Drug policy often comprises efforts to reduce the supply of drugs, to provide health and social services to addicted individuals, and to prevent the development of addiction in the first place. The last of these efforts—prevention—is the subject of this paper. The scientific literature on drug policy offers some insights on the relative effectiveness and cost-effectiveness of different strategies for preventing traditional opioid misuse and related harm. But these insights don’t apply perfectly to the current opioid crisis in the U.S. and Canada, due to many important differences between today’s epidemic and those of the past (e.g., heroin in the 1960s and 1970s). School-based universal primary prevention programs, for example, will probably remain only modestly effective, mainly because it is mostly adults, rather than adolescents, who initiate opioid use through prescription drugs. However, there are new opportunities for prevention, including promoting safer opioid prescribing, and issuing public health warnings about fentanyl’s dangers and the need to keep prescription opioids locked up.

Importantly, the audience for these prevention interventions can include prescribers and pharmacists, not just potential users, and the mechanisms should involve incentives and nudges, not just information and education. Classic drug law enforcement against retail sellers and their suppliers may become even less effective than it has been in the past. However, other forms of supply control are possible because most of the prescription opioids that get misused come from legal and regulated distribution. Because prescription opioids remain the dominant route through which opioid use disorder is initiated, reducing its incidence can translate over time into reduced deaths not only from prescription opioids, but also from heroin and fentanyl. Enforcement against licensed producers and distributers may perform well even if enforcement against traditional dealers does not, and there are a wide range of actions vis-a-vis these licensees that do not require arrest or incarceration.
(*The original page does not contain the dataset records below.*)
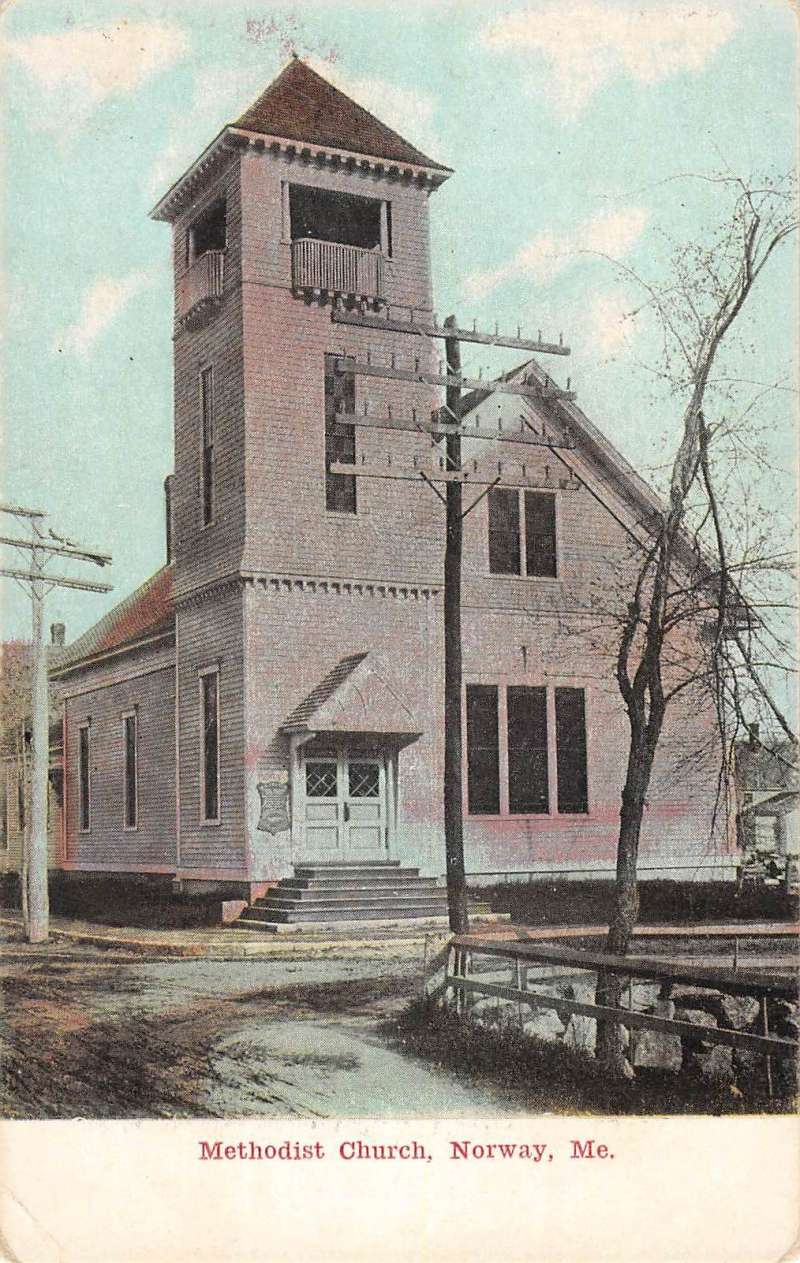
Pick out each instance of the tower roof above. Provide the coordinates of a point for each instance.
(301, 105)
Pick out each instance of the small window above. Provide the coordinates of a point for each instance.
(340, 494)
(206, 407)
(533, 744)
(329, 216)
(528, 792)
(207, 233)
(522, 542)
(130, 771)
(540, 534)
(85, 781)
(571, 750)
(210, 750)
(483, 766)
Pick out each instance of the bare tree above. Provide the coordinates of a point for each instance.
(688, 623)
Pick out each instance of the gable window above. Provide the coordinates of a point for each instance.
(206, 407)
(130, 769)
(85, 781)
(346, 219)
(339, 437)
(517, 739)
(504, 532)
(522, 533)
(210, 747)
(207, 233)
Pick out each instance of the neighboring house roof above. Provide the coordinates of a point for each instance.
(147, 613)
(301, 105)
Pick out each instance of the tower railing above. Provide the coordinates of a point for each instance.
(201, 284)
(339, 269)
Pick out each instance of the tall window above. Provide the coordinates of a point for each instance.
(206, 406)
(130, 771)
(512, 743)
(528, 791)
(339, 437)
(210, 750)
(571, 750)
(483, 767)
(85, 779)
(522, 533)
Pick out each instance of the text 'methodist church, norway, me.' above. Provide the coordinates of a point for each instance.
(273, 696)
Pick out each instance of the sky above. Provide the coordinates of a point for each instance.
(565, 124)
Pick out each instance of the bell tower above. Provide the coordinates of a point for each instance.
(306, 201)
(302, 207)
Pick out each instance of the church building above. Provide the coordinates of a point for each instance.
(272, 700)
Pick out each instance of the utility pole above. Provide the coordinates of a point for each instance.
(455, 475)
(37, 582)
(454, 542)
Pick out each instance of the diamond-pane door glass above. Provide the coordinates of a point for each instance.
(320, 779)
(363, 781)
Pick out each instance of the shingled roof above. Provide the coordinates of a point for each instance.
(301, 105)
(325, 690)
(147, 613)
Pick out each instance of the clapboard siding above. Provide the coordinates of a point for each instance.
(108, 843)
(210, 633)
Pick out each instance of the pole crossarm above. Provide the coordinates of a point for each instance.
(426, 329)
(525, 436)
(440, 475)
(544, 393)
(56, 580)
(78, 553)
(17, 510)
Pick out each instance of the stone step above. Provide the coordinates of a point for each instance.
(379, 869)
(357, 882)
(335, 906)
(367, 912)
(292, 889)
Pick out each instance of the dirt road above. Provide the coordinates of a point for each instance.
(95, 1035)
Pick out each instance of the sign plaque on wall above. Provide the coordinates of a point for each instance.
(274, 817)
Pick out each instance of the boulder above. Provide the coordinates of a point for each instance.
(545, 1024)
(738, 1011)
(657, 1050)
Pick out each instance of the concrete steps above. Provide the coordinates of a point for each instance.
(333, 893)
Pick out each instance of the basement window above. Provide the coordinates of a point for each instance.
(207, 233)
(345, 219)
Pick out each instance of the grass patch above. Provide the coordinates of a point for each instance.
(559, 1079)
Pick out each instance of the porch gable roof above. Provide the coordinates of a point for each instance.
(353, 697)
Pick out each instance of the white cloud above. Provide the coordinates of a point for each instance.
(80, 68)
(103, 302)
(544, 257)
(218, 96)
(585, 46)
(607, 325)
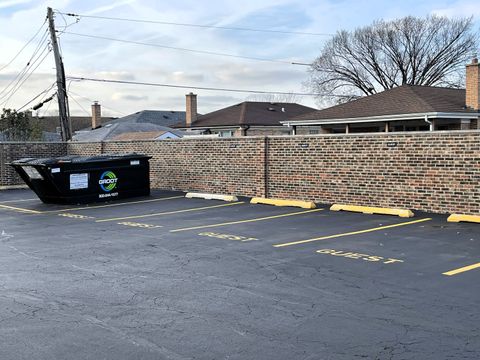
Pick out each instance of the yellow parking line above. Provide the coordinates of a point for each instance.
(170, 212)
(19, 200)
(246, 221)
(115, 204)
(463, 269)
(352, 233)
(21, 209)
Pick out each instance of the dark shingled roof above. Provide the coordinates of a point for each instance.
(252, 113)
(405, 99)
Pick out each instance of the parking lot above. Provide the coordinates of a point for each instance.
(166, 277)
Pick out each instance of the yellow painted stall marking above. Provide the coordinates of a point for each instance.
(352, 233)
(76, 216)
(227, 237)
(140, 225)
(359, 256)
(462, 269)
(22, 210)
(246, 221)
(170, 212)
(19, 200)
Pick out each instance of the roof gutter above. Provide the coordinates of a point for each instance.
(396, 117)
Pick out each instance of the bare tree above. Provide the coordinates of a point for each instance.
(427, 51)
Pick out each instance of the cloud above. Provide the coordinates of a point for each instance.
(180, 77)
(5, 4)
(129, 97)
(115, 75)
(460, 9)
(109, 7)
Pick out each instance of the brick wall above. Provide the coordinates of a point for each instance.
(438, 172)
(14, 151)
(429, 171)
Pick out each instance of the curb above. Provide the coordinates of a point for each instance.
(284, 202)
(465, 218)
(373, 210)
(211, 197)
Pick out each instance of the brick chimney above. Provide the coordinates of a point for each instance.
(191, 109)
(96, 115)
(472, 88)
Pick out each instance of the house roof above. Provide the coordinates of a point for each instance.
(113, 131)
(157, 117)
(251, 113)
(405, 99)
(147, 135)
(50, 123)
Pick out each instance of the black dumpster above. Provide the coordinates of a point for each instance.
(82, 180)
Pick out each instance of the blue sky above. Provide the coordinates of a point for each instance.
(20, 19)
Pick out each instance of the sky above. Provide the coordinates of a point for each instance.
(107, 59)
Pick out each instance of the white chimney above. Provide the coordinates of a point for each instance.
(191, 109)
(96, 115)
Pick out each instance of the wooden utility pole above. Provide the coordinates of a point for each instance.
(61, 83)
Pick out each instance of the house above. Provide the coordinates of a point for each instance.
(142, 125)
(404, 108)
(165, 118)
(128, 131)
(246, 118)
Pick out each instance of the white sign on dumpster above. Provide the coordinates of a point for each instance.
(78, 181)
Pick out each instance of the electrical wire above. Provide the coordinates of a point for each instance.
(185, 49)
(24, 46)
(22, 75)
(197, 25)
(197, 87)
(44, 92)
(4, 103)
(24, 70)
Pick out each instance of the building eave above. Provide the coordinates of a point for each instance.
(383, 118)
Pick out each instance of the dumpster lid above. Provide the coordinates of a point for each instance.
(79, 159)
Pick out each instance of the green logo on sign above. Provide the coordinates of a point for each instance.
(108, 181)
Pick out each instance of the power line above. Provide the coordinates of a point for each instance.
(24, 46)
(197, 25)
(44, 92)
(19, 85)
(22, 73)
(185, 49)
(198, 87)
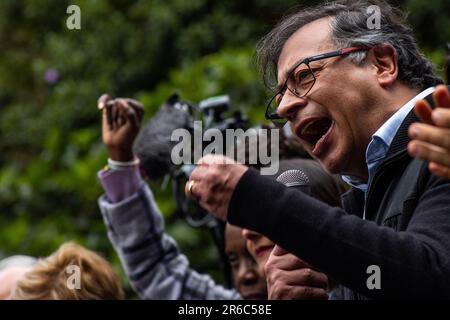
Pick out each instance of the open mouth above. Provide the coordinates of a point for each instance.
(312, 130)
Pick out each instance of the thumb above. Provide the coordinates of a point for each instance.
(279, 251)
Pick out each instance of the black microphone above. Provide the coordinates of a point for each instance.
(295, 178)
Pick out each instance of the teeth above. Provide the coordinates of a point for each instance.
(308, 125)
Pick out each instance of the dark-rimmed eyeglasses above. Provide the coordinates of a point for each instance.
(300, 80)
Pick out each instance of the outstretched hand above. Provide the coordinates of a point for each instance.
(121, 121)
(430, 140)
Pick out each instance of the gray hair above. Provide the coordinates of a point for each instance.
(349, 29)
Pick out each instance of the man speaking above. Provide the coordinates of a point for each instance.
(348, 90)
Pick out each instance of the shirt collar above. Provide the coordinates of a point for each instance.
(383, 137)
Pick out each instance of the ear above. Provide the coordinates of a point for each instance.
(384, 59)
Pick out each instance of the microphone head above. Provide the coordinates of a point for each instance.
(295, 178)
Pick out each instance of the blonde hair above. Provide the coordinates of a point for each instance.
(50, 278)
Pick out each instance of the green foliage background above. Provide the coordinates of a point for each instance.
(50, 134)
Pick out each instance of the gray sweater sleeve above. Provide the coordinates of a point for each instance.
(151, 258)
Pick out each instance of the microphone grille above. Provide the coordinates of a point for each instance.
(293, 178)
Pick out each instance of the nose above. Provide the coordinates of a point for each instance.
(250, 235)
(290, 105)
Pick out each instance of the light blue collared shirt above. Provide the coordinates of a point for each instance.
(382, 140)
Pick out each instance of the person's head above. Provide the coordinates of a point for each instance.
(247, 280)
(70, 273)
(336, 104)
(323, 186)
(11, 270)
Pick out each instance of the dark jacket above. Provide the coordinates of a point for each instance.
(406, 232)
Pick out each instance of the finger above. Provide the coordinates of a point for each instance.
(116, 113)
(429, 152)
(423, 111)
(199, 173)
(441, 97)
(109, 114)
(441, 117)
(137, 106)
(299, 293)
(306, 277)
(279, 251)
(101, 102)
(439, 170)
(432, 134)
(285, 262)
(130, 113)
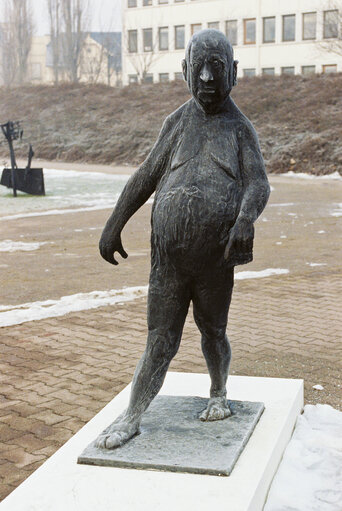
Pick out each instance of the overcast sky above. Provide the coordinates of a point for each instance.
(106, 15)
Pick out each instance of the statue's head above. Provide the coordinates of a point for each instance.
(209, 69)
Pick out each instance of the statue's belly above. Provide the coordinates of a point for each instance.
(193, 212)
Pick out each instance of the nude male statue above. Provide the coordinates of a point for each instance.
(210, 185)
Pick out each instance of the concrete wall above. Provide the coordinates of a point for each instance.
(257, 56)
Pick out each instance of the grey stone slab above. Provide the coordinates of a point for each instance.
(172, 438)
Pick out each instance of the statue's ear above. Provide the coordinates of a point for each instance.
(185, 70)
(235, 63)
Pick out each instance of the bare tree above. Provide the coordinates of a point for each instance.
(74, 17)
(16, 40)
(142, 61)
(54, 11)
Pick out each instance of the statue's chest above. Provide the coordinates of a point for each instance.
(207, 146)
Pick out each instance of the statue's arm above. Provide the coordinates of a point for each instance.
(136, 192)
(256, 191)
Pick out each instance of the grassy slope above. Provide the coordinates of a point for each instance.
(297, 119)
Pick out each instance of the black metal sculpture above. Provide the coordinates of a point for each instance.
(26, 180)
(210, 185)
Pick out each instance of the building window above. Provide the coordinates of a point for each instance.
(309, 25)
(249, 26)
(132, 78)
(268, 71)
(147, 39)
(249, 72)
(163, 38)
(330, 24)
(289, 27)
(308, 70)
(214, 24)
(268, 30)
(196, 27)
(36, 71)
(179, 37)
(330, 68)
(132, 41)
(148, 78)
(288, 70)
(231, 31)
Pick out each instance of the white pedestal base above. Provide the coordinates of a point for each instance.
(60, 484)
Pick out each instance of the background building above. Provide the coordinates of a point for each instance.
(269, 36)
(100, 60)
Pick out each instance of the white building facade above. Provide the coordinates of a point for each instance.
(268, 36)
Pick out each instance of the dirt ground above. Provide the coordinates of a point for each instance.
(297, 118)
(57, 373)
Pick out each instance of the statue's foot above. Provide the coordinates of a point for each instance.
(118, 434)
(216, 410)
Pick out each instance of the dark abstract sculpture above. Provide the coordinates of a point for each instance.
(210, 185)
(26, 180)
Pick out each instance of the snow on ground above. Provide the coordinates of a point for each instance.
(65, 189)
(302, 175)
(17, 314)
(309, 477)
(14, 246)
(241, 275)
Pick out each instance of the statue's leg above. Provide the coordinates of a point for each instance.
(168, 303)
(211, 298)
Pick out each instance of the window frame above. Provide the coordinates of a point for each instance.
(263, 29)
(245, 20)
(236, 31)
(303, 26)
(283, 28)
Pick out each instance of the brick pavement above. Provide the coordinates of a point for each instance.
(57, 373)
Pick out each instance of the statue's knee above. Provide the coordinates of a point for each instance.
(162, 348)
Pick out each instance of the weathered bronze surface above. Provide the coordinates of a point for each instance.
(210, 185)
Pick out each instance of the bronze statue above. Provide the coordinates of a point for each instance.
(210, 185)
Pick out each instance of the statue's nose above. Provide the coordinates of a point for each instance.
(206, 74)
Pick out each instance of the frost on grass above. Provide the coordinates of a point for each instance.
(309, 477)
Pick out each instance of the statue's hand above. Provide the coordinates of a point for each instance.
(241, 238)
(109, 244)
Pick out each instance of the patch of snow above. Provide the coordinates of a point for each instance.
(58, 211)
(338, 211)
(242, 275)
(17, 314)
(317, 264)
(22, 246)
(309, 477)
(302, 175)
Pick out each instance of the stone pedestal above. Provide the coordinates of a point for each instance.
(62, 484)
(172, 438)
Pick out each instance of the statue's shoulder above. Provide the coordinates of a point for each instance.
(174, 118)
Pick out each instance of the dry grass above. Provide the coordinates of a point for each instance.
(298, 120)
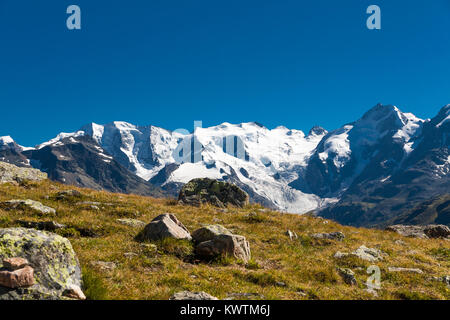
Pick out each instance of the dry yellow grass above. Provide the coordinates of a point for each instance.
(306, 266)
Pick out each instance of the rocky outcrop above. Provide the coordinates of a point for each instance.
(35, 206)
(217, 193)
(50, 256)
(424, 232)
(217, 240)
(187, 295)
(13, 174)
(164, 226)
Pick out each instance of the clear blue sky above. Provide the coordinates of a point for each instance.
(170, 62)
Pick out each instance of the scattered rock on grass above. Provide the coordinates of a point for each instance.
(398, 269)
(165, 226)
(54, 263)
(27, 204)
(187, 295)
(330, 236)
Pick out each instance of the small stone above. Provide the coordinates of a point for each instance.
(331, 236)
(348, 276)
(74, 292)
(12, 264)
(131, 222)
(397, 269)
(17, 279)
(187, 295)
(291, 234)
(103, 265)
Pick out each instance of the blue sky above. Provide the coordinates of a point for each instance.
(169, 62)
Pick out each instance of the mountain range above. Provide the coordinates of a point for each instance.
(384, 168)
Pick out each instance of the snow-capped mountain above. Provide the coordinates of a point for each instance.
(363, 173)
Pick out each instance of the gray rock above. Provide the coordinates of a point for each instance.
(165, 226)
(218, 193)
(291, 234)
(437, 231)
(330, 236)
(104, 265)
(398, 269)
(131, 222)
(363, 253)
(408, 231)
(209, 232)
(27, 204)
(187, 295)
(41, 225)
(347, 275)
(11, 173)
(55, 264)
(229, 245)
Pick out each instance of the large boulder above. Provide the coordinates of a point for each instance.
(14, 174)
(437, 231)
(165, 226)
(209, 232)
(215, 240)
(218, 193)
(51, 257)
(35, 206)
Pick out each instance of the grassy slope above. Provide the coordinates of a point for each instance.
(304, 265)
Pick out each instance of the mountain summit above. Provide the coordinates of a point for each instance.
(374, 170)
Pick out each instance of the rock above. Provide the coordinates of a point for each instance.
(408, 231)
(424, 232)
(104, 265)
(52, 258)
(437, 231)
(218, 193)
(331, 236)
(41, 225)
(74, 292)
(209, 232)
(165, 226)
(66, 194)
(291, 234)
(187, 295)
(12, 264)
(363, 253)
(131, 222)
(27, 204)
(20, 278)
(368, 254)
(229, 245)
(397, 269)
(347, 275)
(11, 173)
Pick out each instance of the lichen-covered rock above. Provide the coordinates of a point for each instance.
(36, 206)
(423, 232)
(209, 232)
(437, 231)
(164, 226)
(12, 173)
(364, 253)
(52, 258)
(131, 222)
(187, 295)
(229, 245)
(330, 236)
(218, 193)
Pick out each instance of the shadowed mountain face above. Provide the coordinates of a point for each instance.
(80, 161)
(387, 167)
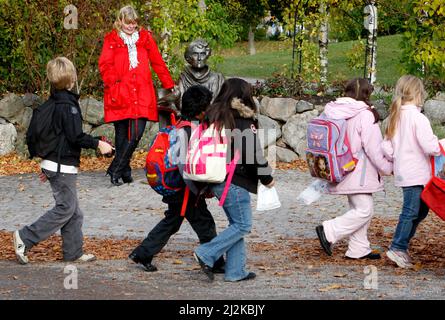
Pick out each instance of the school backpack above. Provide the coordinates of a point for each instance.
(161, 166)
(206, 157)
(41, 137)
(328, 152)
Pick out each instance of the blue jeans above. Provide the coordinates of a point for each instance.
(231, 240)
(413, 212)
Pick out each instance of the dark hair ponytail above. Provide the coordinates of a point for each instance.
(220, 111)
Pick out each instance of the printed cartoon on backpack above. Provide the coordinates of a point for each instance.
(328, 152)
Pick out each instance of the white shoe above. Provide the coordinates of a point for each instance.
(86, 258)
(400, 258)
(19, 248)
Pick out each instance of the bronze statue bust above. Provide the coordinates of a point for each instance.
(198, 72)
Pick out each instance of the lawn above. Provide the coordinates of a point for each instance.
(273, 55)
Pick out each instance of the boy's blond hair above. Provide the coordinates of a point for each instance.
(126, 15)
(61, 73)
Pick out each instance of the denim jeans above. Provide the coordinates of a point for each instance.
(65, 216)
(231, 240)
(413, 212)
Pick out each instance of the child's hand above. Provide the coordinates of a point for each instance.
(43, 178)
(270, 185)
(105, 147)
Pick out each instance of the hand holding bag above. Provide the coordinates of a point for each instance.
(434, 193)
(267, 198)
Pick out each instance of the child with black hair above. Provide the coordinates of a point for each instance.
(194, 103)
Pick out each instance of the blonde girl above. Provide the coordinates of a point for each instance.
(409, 142)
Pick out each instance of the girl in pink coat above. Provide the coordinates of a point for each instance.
(365, 138)
(410, 142)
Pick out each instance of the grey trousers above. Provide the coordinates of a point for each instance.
(66, 216)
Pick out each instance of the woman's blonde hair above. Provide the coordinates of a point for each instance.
(61, 73)
(408, 89)
(126, 15)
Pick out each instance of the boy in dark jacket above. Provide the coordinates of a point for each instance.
(194, 103)
(61, 170)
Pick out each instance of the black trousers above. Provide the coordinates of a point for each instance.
(197, 215)
(128, 133)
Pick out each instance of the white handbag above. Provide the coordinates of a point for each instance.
(267, 198)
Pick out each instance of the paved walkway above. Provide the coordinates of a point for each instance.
(132, 210)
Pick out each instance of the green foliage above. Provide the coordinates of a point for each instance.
(346, 18)
(356, 55)
(424, 40)
(32, 33)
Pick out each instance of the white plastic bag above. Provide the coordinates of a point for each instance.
(313, 192)
(267, 198)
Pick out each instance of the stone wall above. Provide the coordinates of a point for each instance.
(287, 117)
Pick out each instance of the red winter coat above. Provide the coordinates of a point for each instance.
(129, 94)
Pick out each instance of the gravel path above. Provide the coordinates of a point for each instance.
(132, 210)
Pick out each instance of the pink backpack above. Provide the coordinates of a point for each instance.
(206, 157)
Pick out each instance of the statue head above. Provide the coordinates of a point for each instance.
(197, 53)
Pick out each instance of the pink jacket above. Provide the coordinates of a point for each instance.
(365, 138)
(411, 148)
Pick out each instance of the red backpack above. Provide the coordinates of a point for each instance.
(434, 193)
(161, 165)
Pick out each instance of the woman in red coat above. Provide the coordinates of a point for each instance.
(129, 94)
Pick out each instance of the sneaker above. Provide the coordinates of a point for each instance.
(147, 265)
(325, 244)
(19, 248)
(86, 258)
(205, 268)
(370, 256)
(399, 258)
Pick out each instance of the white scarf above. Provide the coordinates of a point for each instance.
(130, 41)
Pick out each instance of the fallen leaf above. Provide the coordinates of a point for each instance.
(331, 287)
(340, 275)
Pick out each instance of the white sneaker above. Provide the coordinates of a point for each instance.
(19, 248)
(400, 258)
(86, 258)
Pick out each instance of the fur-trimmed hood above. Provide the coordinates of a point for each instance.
(243, 110)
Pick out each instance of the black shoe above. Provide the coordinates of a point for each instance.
(250, 276)
(128, 179)
(114, 180)
(325, 244)
(147, 265)
(205, 268)
(370, 256)
(218, 270)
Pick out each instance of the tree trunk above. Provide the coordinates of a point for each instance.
(252, 50)
(371, 24)
(323, 43)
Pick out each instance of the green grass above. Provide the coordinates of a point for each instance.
(272, 56)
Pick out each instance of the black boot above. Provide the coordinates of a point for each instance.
(146, 263)
(114, 180)
(325, 244)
Looking across the preventive strategies reviewed in this paper, four meta-lessons emerge:

  • Regions not yet exposed to black market fentanyl should use every tool available, including traditional drug law enforcement, to delay its arrival; but such enforcement should be recognized as a holding action, not a long-term solution.
  • Elements of the legal opioid industry whose corporate tactics violate laws and regulations—at home or abroad—should be treated like illicit drug cartels, including potential criminal prosecution of their leadership.
  • Well-meaning clinicians, patients, and pharmacies need nudges and system redesign, not just education, to avoid becoming unwitting accomplices in the opioid crisis.
  • A small subset of clinicians, patients, and pharmacies are criminals; they should be investigated aggressively, and their activities stopped.